A empresa é a A G O Engenharia de Obras, sediada em Medianeira (PR). Além do contrato para cuidar das erosões, ela era responsável pela manutenção do trecho, em contratos que somam R$ 95 milhões.

Por falta de execução, os contratos de manutenção foram rescindidos pelo Dnit, 26 dias antes do desabamento das pontes. Uma nova empresa só foi contratada para serviços de manutenção em 21 de setembro, 19 dias depois das rescisões e uma semana antes da queda. O contrato de recuperação das erosões também foi rescindido pelo órgão federal.

Ao todo, a empresa teve sete contratos rescindidos pelo órgão em setembro e outubro, no valor de R$ 279,5 milhões. Todos eles foram assinados no governo Jair Bolsonaro (PL).

Cinco dias após o desabamento da segunda ponte, o Dnit decidiu punir a A G O, em razão de descumprimento do contrato de manutenção do trecho da BR-319. O órgão do governo federal aplicou uma multa de R$ 971,1 mil e impediu a empresa de novas licitações e contratos por um ano. O MPF cobrou do Dnit uma explicação sobre os contratos com a A G O.

O órgão afirmou à Procuradoria que apenas 36,91% do contrato para recuperação de erosões foram executados, “não havendo assim conclusão integral do mesmo”.

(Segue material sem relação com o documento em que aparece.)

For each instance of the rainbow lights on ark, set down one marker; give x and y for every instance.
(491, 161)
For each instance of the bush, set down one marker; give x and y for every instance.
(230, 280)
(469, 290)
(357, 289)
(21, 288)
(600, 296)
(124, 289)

Os documentos enviados ao MPF mostram que existia um “processo erosivo avançado” no km 23,11, que é exatamente o quilômetro onde estava a ponte sobre o rio Curuçá. O serviço no quilômetro aparece como “não executado” pela A G O.
“O contrato foi celebrado em pleno inverno amazônico, final de janeiro de 2022, e a fiscalização autorizou somente parte dos serviços devido à água dos rios estar sobre a pista. A rescisão se deu por término do prazo de execução”, disse a empresa, em nota. “Não há pagamento antecipado, somente se paga aquilo que é medido e atestado pela fiscalização do Dnit.”

A A G O disse não ter sido acionada para recuperar erosão no km 23,11. “Não há nenhuma relação com a queda da ponte. A A G O não tinha nenhum contrato de manutenção no dia anterior à queda.” Em nota, o Dnit afirmou que investiga as causas do desabamento e os responsáveis pelo que ocorreu. “Sobre a empresa A G O, os contratos foram encerrados e processos de apuração de responsabilidade foram instaurados, culminando em penalidades à empresa.”
Uma passagem “seca” sobre o rio Autaz Mirim foi concluída e o tráfego foi liberado, conforme o órgão. “Com relação à transposição sobre o rio Curuçá, o Dnit já executou os acessos necessários para a atracação da balsa que irá realizar a travessia”, disse.